Speaking with Krista Tippet, poet, activist, teacher and humanitarian Naomi Shihab Nye said this of writing: “Very rarely do you hear anyone say they write things down and feel worse. It’s an act that helps you, preserves you, energizes you, in the very doing of it.” As readers, we are fortunate that Nye is energized by writing, because her writing is a gift. It is a gift that inspires us, in large part by not shying away from topics that challenge us.

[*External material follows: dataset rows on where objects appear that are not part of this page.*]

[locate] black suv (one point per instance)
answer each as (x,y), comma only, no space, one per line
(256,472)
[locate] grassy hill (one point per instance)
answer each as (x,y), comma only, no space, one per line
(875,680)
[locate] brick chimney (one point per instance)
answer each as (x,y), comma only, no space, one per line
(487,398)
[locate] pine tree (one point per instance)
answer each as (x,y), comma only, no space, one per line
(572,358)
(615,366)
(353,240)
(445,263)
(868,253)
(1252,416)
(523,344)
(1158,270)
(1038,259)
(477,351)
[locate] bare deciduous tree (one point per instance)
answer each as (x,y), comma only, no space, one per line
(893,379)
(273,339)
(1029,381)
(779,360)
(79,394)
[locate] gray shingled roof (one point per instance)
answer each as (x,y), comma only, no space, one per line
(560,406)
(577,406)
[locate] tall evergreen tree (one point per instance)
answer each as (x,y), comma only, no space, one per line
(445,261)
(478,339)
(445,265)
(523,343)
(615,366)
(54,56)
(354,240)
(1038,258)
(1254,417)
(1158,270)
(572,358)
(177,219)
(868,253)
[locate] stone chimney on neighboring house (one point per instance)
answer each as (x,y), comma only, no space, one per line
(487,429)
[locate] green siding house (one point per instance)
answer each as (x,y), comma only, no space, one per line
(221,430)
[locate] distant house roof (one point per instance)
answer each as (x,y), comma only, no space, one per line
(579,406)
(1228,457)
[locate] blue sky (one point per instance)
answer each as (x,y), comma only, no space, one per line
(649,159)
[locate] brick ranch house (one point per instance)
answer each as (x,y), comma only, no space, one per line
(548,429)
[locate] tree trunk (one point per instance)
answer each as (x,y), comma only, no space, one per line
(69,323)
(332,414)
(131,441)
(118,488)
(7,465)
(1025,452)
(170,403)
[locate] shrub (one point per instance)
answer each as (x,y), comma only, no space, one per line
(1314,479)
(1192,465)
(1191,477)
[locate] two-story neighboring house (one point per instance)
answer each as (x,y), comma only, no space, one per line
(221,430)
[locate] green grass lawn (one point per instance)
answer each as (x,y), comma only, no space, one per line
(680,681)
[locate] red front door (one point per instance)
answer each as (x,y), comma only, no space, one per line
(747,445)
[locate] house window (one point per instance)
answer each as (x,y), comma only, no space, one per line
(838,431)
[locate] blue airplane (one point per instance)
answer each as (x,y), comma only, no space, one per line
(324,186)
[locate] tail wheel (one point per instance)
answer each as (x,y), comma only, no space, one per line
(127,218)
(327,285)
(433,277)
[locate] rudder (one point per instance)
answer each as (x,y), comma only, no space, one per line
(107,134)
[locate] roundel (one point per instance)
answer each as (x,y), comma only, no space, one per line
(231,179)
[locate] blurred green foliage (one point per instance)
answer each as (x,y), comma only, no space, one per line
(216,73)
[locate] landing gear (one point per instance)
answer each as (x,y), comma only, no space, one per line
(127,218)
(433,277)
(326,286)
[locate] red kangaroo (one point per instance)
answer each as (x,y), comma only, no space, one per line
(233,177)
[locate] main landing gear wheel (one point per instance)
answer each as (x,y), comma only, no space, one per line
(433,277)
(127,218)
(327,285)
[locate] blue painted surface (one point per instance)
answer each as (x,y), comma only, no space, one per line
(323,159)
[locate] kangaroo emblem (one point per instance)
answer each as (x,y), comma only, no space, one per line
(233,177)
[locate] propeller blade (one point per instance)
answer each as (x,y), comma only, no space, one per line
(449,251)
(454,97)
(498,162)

Born to a Palestinian father and an American mother, Naomi Shihab Nye spent her early years in Ferguson, Missouri, then lived in the Palestinian city of Ramallah and Old City in Jerusalem, and today calls San Antonio, Texas her home. Nye recounts that as a child she “loved learning words, feeling them inside my own mouth, recognizing tasty ones in print. I was transfixed by the act of seeing the world we were in, by petite discoveries…” She began writing poetry at the age of six, and believes that she has lived her life from that time to today as though she was “living in a poem.” This is an idea and approach to life that she aims to share with aspiring writers, adults and children alike.
Of working with and writing for children, Nye has said “I feel the need for connection with young minds and hearts, country-to-country, growing more crucial by the second.” Naomi Shihab Nye began publishing works for children over twenty years ago with This Same Sky: A Collection of Poems from Around the World in 1992. Her picturebook Sitti’s Secret (1994, illustrated by Nancy Carpenter), which explores the relationship between an American girl and her Palestinian grandmother, won the Jane Addams Children’s Book Award for promoting the cause of “peace, social justice and world community.” Nye was awarded a second Jane Addams Children’s Book Award for her young adult novel Habibi (1997). Her 19 Varieties of Gazelle: Poems of the Middle East (2002) was a National Book Award finalist. In 2013 she was awarded the NSK Neustadt Prize for Children’s Literature for significant achievement in contributing to the quality of children’s lives. The Horn Book named her The Turtle of Oman a Best Book of 2014. This work was also named a 2015 Notable Children’s Book by the American Library Association, and won a 2015 Middle East Book Award for Youth Literature.
The above is just a sampling of Nye’s bibliography and recognition. By putting into words fleeting impressions, complicated relationships, and the elements of life that we all share, she has contributed greatly to our understanding of what divides us as well as what ought to bring us together. Naomi Shihab Nye is an unparalleled poet, in part because of a belief she shared in an interview with Kim Rosen, that “poetry helps us imagine one another’s lives. It gives us intimate insights into someone else’s experience. To be able to have that kind of insight in thirty seconds or three minutes is a very precious kind of transmission.”